A clerk, a young guy who happened to be standing within earshot while attempting to put some boxes back in order, smiled at me and said, “Those are men’s.”

“But I got them in the women’s section!” I said.

“That’s no surprise,” he said, shaking his head.  “It was such a madhouse here all morning, we’ve even been finding shoes in housewares!”

I tried on at least a dozen different styles of running shoes.  One pair pinched my big toe.  Another had a seam that dug into the side of my foot.  And yet another, from the feel of it, all but guaranteed an instant quarter-sized blister on my heel. 
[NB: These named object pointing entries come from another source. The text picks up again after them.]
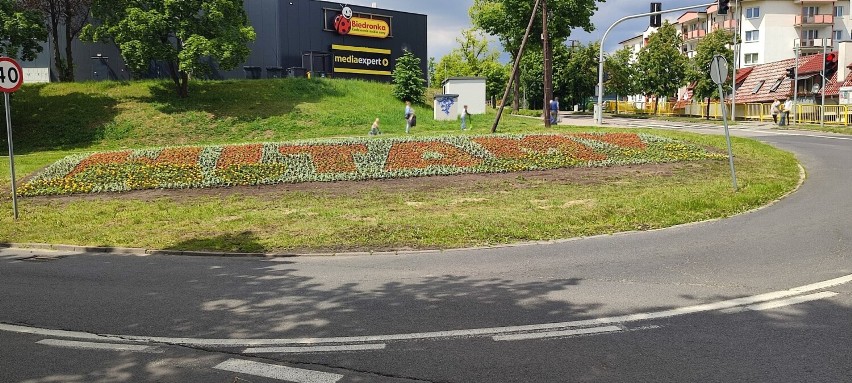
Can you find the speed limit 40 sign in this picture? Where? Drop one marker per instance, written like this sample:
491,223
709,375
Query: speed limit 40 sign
11,75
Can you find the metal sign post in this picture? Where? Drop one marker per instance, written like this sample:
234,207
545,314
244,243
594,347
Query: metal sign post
719,74
11,78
Finally, I found a pair that actually felt comfortable.  But when I looked at the shoes on my feet, my toes looked as if they were pointing toward each other instead of straight ahead.  I took a few steps.  No doubt about it – I had penguin feet.
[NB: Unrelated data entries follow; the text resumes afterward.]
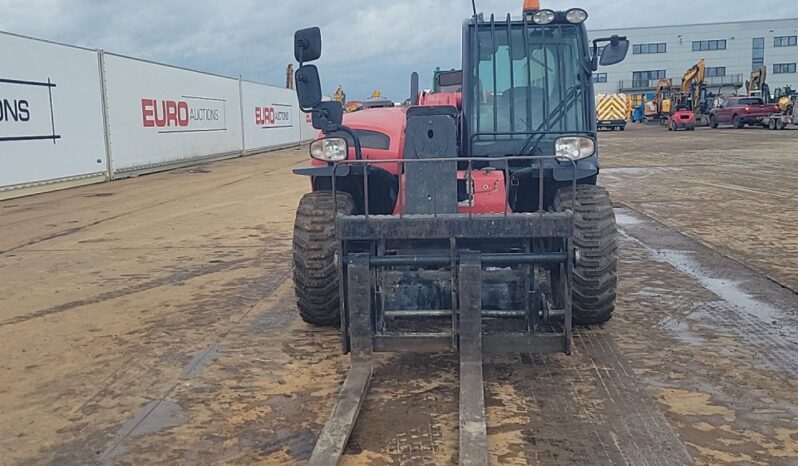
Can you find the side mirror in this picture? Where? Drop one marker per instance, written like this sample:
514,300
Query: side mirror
328,116
307,44
308,87
614,52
I approached the aforementioned clerk and asked him, “Do you think my toes are really pointing inward in these, or is it just the curved pattern on the shoes creating that illusion?”

He stared at my feet. “Good question.  Well, let me ask you this...do your toes actually feel like they’re physically turning in?”

I honestly couldn’t tell.  I shrugged.

“Then don’t look down at them,” he said. “Look straight ahead and walk for me.”

I lifted my head and walked a few feet while he watched.

“Well, they look fine to me,” he said, “...that is, if you don’t mind walking with your left foot on top of your right one all the time!”  He chuckled.

I frowned at him.  Sighing, I took off the penguin shoes and continued my search.  After what seemed like two more hours of trying to wedge my feet into a variety of torturous styles, I finally found a shoe that not only was comfortable, it provided solid support.  The problem was, it was $90, on sale.  Still, at that point, I was so tired, I didn’t care how much the shoe cost, even if it meant I had to sign over my house to the store.

“Do you know where the other shoe is that matches this one?” I held up the shoe I’d just tried on so the clerk could see it. “There was only one in the box.”

He searched...and searched some more, but never found the missing shoe.  I figured it probably was dangling from a rack of bras somewhere in the lingerie department.

All I ended up buying was a pair of jeans that have a special built-in tummy flattener and butt-lifter.

They may not help my feet when I take my walks...but at least I’ll look a lot shapelier while I’m suffering.